Series of constant head infiltration-outflow experiments were used to determine the relationship between the K and the SGR. Air trapping was achieved by repeating drainage and imbibition of water into the initially fully saturated sample. The value of K was determined using a constant head infiltration experiment and evaluated by Darcy’s law from measured steady-state flux. After the first constant head infiltration run and then after each subsequent infiltration run, the sample was drained under tension (-30 cm, -50 cm) on a sand tank. The SGR was determined gravimetrically after each infiltration run. Each infiltration run thus provide one value of K(SGR).

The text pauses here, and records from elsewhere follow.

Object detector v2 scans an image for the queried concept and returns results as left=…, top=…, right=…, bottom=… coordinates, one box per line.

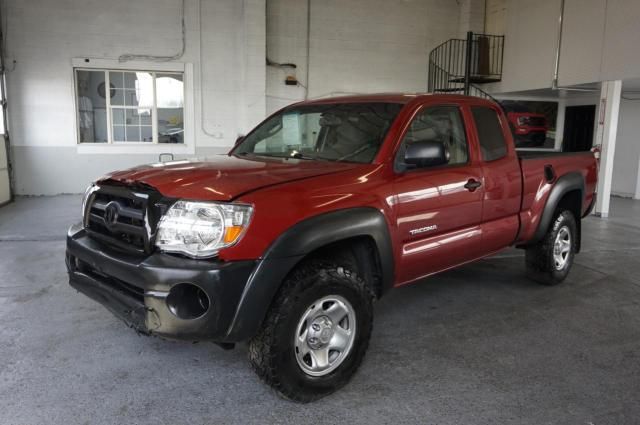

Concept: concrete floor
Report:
left=0, top=196, right=640, bottom=425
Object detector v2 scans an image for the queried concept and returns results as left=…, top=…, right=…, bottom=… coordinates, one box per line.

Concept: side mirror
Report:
left=404, top=140, right=449, bottom=168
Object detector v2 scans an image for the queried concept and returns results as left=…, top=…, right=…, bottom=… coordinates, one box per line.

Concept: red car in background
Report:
left=502, top=103, right=549, bottom=148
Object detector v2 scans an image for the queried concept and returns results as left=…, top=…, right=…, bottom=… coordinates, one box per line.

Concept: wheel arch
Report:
left=226, top=207, right=395, bottom=342
left=526, top=172, right=585, bottom=252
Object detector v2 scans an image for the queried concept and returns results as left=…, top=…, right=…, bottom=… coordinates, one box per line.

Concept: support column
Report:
left=633, top=157, right=640, bottom=199
left=595, top=80, right=622, bottom=218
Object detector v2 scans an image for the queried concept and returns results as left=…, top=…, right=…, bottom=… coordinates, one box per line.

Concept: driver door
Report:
left=394, top=105, right=484, bottom=284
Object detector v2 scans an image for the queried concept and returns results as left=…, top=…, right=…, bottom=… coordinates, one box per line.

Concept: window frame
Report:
left=69, top=58, right=195, bottom=154
left=469, top=105, right=510, bottom=163
left=393, top=103, right=472, bottom=174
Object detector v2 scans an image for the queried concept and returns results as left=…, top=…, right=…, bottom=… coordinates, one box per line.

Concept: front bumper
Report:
left=66, top=225, right=258, bottom=342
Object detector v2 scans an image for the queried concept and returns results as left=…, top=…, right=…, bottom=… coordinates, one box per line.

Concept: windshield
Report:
left=233, top=103, right=402, bottom=163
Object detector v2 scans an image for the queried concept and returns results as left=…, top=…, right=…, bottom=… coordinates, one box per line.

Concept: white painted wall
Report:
left=0, top=138, right=11, bottom=205
left=4, top=0, right=265, bottom=194
left=267, top=0, right=464, bottom=111
left=611, top=99, right=640, bottom=197
left=487, top=0, right=560, bottom=93
left=484, top=0, right=508, bottom=35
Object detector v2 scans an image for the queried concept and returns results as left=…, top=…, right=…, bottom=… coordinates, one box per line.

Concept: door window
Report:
left=471, top=106, right=507, bottom=161
left=398, top=106, right=469, bottom=165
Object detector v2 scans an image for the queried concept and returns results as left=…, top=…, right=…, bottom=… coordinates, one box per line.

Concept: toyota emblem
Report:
left=104, top=202, right=120, bottom=226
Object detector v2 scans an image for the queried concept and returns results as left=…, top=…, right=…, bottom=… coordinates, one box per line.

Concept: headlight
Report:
left=156, top=201, right=253, bottom=258
left=82, top=183, right=98, bottom=219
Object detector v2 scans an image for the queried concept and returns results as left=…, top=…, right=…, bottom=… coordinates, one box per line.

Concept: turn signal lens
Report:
left=223, top=226, right=244, bottom=244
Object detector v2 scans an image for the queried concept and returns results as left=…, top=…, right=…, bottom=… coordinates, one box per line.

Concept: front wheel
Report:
left=249, top=261, right=373, bottom=402
left=525, top=210, right=578, bottom=285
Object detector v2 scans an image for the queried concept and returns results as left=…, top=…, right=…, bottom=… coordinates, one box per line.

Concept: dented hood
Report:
left=100, top=155, right=359, bottom=201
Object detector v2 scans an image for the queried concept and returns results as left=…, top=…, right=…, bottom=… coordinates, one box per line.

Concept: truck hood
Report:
left=100, top=155, right=360, bottom=201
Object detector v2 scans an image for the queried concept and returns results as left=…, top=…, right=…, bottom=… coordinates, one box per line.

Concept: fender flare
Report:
left=527, top=172, right=585, bottom=245
left=225, top=207, right=394, bottom=342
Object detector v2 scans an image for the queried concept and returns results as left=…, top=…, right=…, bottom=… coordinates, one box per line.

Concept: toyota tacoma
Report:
left=66, top=94, right=597, bottom=402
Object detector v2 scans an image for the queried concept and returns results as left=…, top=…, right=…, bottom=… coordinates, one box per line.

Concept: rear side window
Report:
left=471, top=106, right=507, bottom=161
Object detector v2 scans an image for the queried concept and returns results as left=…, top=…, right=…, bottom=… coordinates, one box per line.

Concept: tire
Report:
left=525, top=210, right=578, bottom=285
left=249, top=261, right=374, bottom=403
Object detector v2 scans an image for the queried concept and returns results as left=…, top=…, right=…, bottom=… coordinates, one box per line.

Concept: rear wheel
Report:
left=525, top=210, right=577, bottom=285
left=249, top=261, right=373, bottom=402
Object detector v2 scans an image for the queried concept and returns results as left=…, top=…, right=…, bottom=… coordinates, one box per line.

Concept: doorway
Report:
left=562, top=105, right=596, bottom=152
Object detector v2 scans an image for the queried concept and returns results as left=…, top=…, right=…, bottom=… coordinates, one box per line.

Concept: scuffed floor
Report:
left=0, top=196, right=640, bottom=425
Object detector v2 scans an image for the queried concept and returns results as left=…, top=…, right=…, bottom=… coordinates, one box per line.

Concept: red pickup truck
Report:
left=66, top=94, right=597, bottom=402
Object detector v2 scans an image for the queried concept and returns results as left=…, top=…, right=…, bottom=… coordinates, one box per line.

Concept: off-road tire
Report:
left=249, top=260, right=374, bottom=403
left=525, top=210, right=578, bottom=285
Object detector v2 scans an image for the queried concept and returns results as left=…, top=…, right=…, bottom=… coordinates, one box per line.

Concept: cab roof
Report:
left=295, top=93, right=493, bottom=105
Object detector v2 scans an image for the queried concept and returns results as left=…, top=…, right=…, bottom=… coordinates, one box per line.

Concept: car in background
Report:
left=502, top=102, right=549, bottom=148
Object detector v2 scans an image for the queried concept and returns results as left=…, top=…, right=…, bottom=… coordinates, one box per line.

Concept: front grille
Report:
left=528, top=117, right=545, bottom=127
left=84, top=186, right=162, bottom=254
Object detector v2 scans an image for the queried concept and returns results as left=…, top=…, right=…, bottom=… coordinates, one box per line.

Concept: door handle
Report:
left=464, top=179, right=482, bottom=192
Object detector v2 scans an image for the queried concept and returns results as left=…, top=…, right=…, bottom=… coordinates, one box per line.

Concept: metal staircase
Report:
left=428, top=32, right=504, bottom=101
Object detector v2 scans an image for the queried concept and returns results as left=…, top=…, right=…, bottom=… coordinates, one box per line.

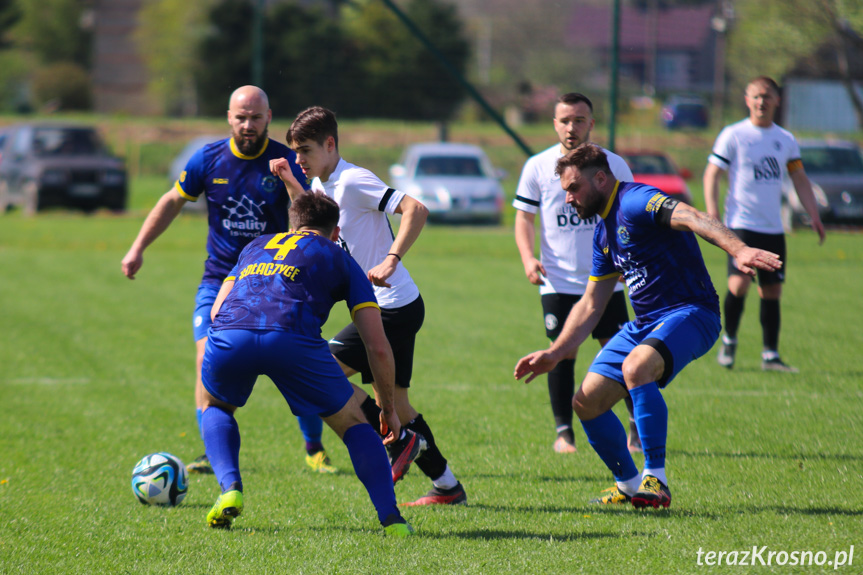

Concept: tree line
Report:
left=0, top=0, right=470, bottom=121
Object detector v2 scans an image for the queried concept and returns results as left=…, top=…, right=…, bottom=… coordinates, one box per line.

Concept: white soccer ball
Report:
left=132, top=452, right=189, bottom=506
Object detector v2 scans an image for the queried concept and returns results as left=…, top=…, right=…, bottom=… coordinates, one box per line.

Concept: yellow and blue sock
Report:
left=581, top=409, right=638, bottom=483
left=201, top=406, right=243, bottom=493
left=342, top=423, right=401, bottom=524
left=297, top=415, right=324, bottom=455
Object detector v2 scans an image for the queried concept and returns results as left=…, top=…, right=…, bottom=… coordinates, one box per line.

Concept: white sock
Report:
left=615, top=475, right=641, bottom=497
left=432, top=465, right=458, bottom=489
left=641, top=467, right=668, bottom=485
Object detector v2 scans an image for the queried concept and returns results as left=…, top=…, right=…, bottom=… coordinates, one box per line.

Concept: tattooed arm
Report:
left=669, top=203, right=782, bottom=275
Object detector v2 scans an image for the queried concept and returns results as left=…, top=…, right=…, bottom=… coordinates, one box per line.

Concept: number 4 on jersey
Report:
left=264, top=233, right=303, bottom=260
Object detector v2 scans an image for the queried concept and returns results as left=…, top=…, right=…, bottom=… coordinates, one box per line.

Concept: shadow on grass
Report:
left=730, top=505, right=863, bottom=517
left=417, top=529, right=620, bottom=543
left=669, top=450, right=863, bottom=461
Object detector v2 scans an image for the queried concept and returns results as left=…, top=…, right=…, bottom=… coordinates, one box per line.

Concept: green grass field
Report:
left=0, top=202, right=863, bottom=574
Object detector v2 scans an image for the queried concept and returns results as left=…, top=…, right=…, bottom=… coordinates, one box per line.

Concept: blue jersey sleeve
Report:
left=174, top=141, right=221, bottom=202
left=344, top=252, right=378, bottom=319
left=620, top=186, right=671, bottom=227
left=590, top=222, right=620, bottom=281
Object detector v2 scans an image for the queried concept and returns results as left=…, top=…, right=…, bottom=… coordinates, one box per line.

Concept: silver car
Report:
left=390, top=142, right=505, bottom=224
left=0, top=124, right=128, bottom=215
left=783, top=140, right=863, bottom=227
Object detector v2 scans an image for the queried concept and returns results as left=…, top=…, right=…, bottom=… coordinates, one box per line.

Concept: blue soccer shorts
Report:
left=588, top=306, right=721, bottom=387
left=201, top=329, right=354, bottom=417
left=192, top=284, right=222, bottom=341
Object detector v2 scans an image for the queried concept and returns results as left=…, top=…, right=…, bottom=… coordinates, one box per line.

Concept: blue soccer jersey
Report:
left=174, top=138, right=308, bottom=285
left=591, top=182, right=719, bottom=325
left=212, top=232, right=378, bottom=338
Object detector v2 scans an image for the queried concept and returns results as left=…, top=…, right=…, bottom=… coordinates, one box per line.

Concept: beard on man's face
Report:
left=232, top=126, right=268, bottom=156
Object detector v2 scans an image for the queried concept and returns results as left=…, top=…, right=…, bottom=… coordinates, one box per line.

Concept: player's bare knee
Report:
left=621, top=355, right=657, bottom=389
left=572, top=390, right=602, bottom=421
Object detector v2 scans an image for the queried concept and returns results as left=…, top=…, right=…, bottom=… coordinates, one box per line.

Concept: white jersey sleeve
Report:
left=708, top=118, right=800, bottom=234
left=320, top=160, right=419, bottom=308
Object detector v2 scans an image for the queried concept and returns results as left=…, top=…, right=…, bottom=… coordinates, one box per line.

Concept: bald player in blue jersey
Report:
left=514, top=144, right=782, bottom=508
left=122, top=86, right=336, bottom=473
left=202, top=193, right=413, bottom=536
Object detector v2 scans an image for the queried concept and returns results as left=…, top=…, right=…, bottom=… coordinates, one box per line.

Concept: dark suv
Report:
left=0, top=124, right=128, bottom=214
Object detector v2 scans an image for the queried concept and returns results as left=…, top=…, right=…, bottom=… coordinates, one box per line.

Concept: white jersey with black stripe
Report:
left=512, top=144, right=632, bottom=295
left=708, top=118, right=800, bottom=234
left=312, top=159, right=419, bottom=308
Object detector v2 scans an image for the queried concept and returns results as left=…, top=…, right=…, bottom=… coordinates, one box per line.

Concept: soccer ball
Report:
left=132, top=452, right=189, bottom=506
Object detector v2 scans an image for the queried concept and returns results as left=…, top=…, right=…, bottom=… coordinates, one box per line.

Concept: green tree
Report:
left=14, top=0, right=92, bottom=69
left=0, top=0, right=21, bottom=50
left=343, top=0, right=470, bottom=120
left=729, top=0, right=863, bottom=128
left=136, top=0, right=214, bottom=116
left=264, top=2, right=352, bottom=117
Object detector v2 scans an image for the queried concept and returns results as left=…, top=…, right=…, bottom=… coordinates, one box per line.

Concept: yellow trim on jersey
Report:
left=174, top=184, right=198, bottom=202
left=785, top=158, right=803, bottom=174
left=231, top=136, right=270, bottom=160
left=599, top=180, right=620, bottom=220
left=587, top=272, right=620, bottom=282
left=351, top=301, right=381, bottom=321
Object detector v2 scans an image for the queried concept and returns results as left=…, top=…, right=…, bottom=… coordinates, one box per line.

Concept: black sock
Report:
left=548, top=359, right=575, bottom=434
left=761, top=299, right=781, bottom=351
left=360, top=395, right=381, bottom=430
left=405, top=414, right=446, bottom=480
left=722, top=292, right=746, bottom=338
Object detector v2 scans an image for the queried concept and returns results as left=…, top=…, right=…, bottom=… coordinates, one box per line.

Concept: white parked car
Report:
left=390, top=142, right=505, bottom=224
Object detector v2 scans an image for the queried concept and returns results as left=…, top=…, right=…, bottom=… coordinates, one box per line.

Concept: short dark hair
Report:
left=288, top=192, right=339, bottom=236
left=746, top=76, right=781, bottom=96
left=554, top=142, right=612, bottom=176
left=557, top=92, right=593, bottom=114
left=285, top=106, right=339, bottom=149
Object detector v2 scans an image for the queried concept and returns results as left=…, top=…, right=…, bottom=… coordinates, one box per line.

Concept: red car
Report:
left=619, top=150, right=692, bottom=205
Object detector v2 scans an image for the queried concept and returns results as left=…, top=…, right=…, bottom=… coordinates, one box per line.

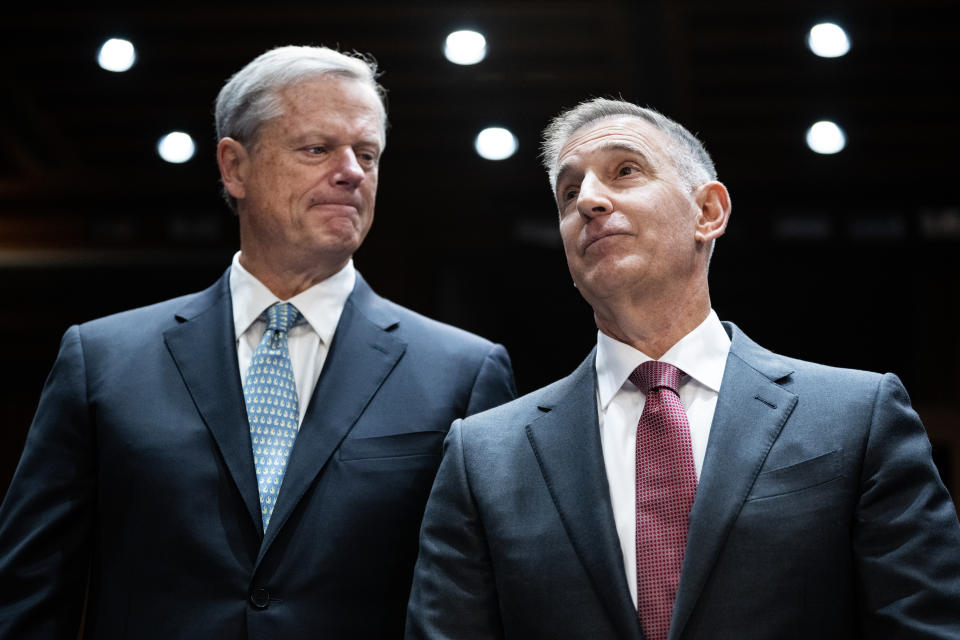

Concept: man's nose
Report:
left=577, top=173, right=613, bottom=218
left=333, top=147, right=364, bottom=189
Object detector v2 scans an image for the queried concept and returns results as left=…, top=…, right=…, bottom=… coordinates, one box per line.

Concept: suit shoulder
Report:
left=463, top=377, right=569, bottom=431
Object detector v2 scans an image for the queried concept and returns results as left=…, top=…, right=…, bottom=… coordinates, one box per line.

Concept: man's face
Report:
left=234, top=76, right=382, bottom=272
left=555, top=116, right=705, bottom=307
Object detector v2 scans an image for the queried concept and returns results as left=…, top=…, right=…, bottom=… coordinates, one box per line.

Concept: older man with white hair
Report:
left=0, top=47, right=515, bottom=640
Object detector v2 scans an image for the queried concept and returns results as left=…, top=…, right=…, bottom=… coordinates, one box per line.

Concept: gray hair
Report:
left=215, top=46, right=387, bottom=211
left=541, top=98, right=717, bottom=191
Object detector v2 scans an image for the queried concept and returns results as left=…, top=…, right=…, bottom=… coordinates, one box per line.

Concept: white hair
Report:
left=214, top=46, right=387, bottom=211
left=541, top=98, right=717, bottom=190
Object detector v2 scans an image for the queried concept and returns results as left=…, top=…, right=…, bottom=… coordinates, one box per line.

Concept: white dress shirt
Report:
left=230, top=251, right=357, bottom=422
left=596, top=309, right=730, bottom=604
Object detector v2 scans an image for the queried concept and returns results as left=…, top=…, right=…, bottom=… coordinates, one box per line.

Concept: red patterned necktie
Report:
left=630, top=360, right=697, bottom=640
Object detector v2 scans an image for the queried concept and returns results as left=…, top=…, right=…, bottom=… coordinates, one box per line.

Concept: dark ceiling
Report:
left=0, top=0, right=960, bottom=492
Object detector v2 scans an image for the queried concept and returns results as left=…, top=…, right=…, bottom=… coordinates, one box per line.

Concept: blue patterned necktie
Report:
left=243, top=302, right=303, bottom=531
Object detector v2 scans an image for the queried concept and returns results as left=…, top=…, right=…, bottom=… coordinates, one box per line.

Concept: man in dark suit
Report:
left=407, top=99, right=960, bottom=640
left=0, top=47, right=515, bottom=640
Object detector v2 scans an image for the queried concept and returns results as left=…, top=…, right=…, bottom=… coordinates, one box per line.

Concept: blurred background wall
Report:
left=0, top=0, right=960, bottom=508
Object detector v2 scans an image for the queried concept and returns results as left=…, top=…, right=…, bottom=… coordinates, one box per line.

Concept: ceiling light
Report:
left=97, top=38, right=137, bottom=71
left=443, top=31, right=487, bottom=64
left=157, top=131, right=197, bottom=164
left=807, top=22, right=850, bottom=58
left=807, top=120, right=847, bottom=154
left=473, top=127, right=517, bottom=160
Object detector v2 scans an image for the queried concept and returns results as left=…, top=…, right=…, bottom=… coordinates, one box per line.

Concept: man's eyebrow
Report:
left=600, top=142, right=650, bottom=164
left=557, top=141, right=650, bottom=187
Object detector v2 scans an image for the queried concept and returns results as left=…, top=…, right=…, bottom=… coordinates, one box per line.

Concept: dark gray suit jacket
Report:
left=407, top=324, right=960, bottom=640
left=0, top=275, right=515, bottom=640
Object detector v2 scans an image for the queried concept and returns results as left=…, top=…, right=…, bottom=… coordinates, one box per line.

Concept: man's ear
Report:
left=217, top=138, right=250, bottom=200
left=695, top=181, right=730, bottom=243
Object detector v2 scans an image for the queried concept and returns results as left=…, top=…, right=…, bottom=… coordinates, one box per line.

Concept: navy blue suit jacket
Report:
left=0, top=275, right=515, bottom=640
left=407, top=324, right=960, bottom=640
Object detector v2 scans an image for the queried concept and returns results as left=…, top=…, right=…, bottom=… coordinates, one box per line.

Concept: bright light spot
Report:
left=473, top=127, right=517, bottom=160
left=807, top=22, right=850, bottom=58
left=97, top=38, right=137, bottom=71
left=157, top=131, right=196, bottom=164
left=443, top=31, right=487, bottom=64
left=807, top=120, right=847, bottom=153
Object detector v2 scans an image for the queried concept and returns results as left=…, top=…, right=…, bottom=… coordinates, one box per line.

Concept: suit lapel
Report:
left=669, top=323, right=797, bottom=640
left=258, top=274, right=407, bottom=563
left=163, top=269, right=262, bottom=531
left=527, top=350, right=642, bottom=638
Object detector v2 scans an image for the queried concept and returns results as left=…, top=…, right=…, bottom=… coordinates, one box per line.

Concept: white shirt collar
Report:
left=596, top=309, right=730, bottom=410
left=230, top=251, right=357, bottom=345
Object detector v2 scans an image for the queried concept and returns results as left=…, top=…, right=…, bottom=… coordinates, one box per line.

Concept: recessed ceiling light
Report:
left=473, top=127, right=517, bottom=160
left=97, top=38, right=137, bottom=71
left=157, top=131, right=197, bottom=164
left=807, top=120, right=847, bottom=154
left=807, top=22, right=850, bottom=58
left=443, top=30, right=487, bottom=64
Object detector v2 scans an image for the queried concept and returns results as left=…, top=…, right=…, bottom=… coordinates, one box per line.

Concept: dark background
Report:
left=0, top=0, right=960, bottom=504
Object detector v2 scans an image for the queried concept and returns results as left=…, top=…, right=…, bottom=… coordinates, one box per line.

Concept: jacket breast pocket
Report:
left=337, top=431, right=447, bottom=467
left=747, top=449, right=843, bottom=500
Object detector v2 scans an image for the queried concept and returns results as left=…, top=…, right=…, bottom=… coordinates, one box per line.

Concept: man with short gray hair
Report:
left=407, top=99, right=960, bottom=640
left=0, top=47, right=515, bottom=640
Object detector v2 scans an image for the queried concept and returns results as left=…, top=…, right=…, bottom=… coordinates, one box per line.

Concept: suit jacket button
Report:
left=250, top=587, right=270, bottom=609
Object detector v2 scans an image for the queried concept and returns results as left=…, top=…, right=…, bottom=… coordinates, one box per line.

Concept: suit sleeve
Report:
left=467, top=344, right=517, bottom=416
left=0, top=326, right=96, bottom=640
left=853, top=374, right=960, bottom=639
left=405, top=420, right=503, bottom=640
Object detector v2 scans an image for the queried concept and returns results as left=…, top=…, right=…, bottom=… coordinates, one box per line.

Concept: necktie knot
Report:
left=267, top=302, right=303, bottom=333
left=630, top=360, right=683, bottom=395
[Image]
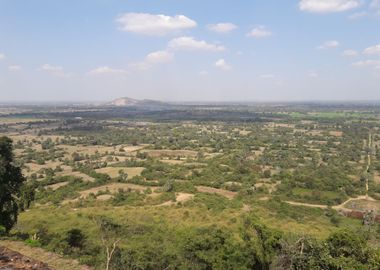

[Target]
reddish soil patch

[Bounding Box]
[197,186,237,199]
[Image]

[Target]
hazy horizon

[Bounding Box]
[0,0,380,102]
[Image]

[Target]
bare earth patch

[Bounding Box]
[96,167,145,178]
[0,241,91,270]
[143,150,198,158]
[197,186,237,200]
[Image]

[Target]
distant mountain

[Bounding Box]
[105,97,166,107]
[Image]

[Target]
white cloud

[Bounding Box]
[215,59,232,70]
[363,44,380,55]
[116,13,197,36]
[40,64,72,78]
[130,51,174,70]
[352,60,380,67]
[343,50,359,57]
[259,74,275,79]
[41,64,63,72]
[88,66,128,75]
[299,0,361,13]
[247,25,272,38]
[145,51,174,64]
[168,37,226,52]
[317,40,340,50]
[348,11,368,20]
[369,0,380,9]
[207,23,237,34]
[8,65,21,71]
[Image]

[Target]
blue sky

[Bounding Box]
[0,0,380,101]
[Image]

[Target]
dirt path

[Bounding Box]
[196,186,237,200]
[285,195,377,211]
[0,240,91,270]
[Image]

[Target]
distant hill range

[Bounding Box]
[105,97,169,107]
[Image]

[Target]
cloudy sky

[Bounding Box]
[0,0,380,101]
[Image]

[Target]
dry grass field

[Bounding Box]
[0,240,90,270]
[142,150,198,158]
[197,186,237,200]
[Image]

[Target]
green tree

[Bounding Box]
[0,137,25,232]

First batch of experiments were done in a laboratory and K(SGR) relationship was obtained. Selected five samples were scanned by micro-computed x-ray tomography (CT) to obtain information on entrapped air cluster size, shape and distribution. For the second batch of samples, CT revealed that fractures that occurred in the lower part as a result of deformation of insufficiently rigid supporting textile mesh at the bottom of the sample. Therefore, the experimental setup with more rigid support, formed by thin carbon rods, was designed. The fractures were not observed when improved set-up was used for experiments and the K(SGR) relationship was similar to first and second batches of samples.
The spatial distribution of air bubbles within the sample, the histogram of air bubble sizes and residual air content were obtained from binarized CT images. It is clearly visible that the bubbles formed in globular cavities in the loosely packed sand. The cavities emerged as a result of sand particles displacement by growing bubbles.
Results confirmed the trend of decreasing K with increasing SGR for both sands under study. The highest entrapped air content and the largest bubbles were detected in the upper half of the sample. The results confirmed that the trend of the K(SGR) relationship was a consequence of changes in entrapped air bubbles distribution.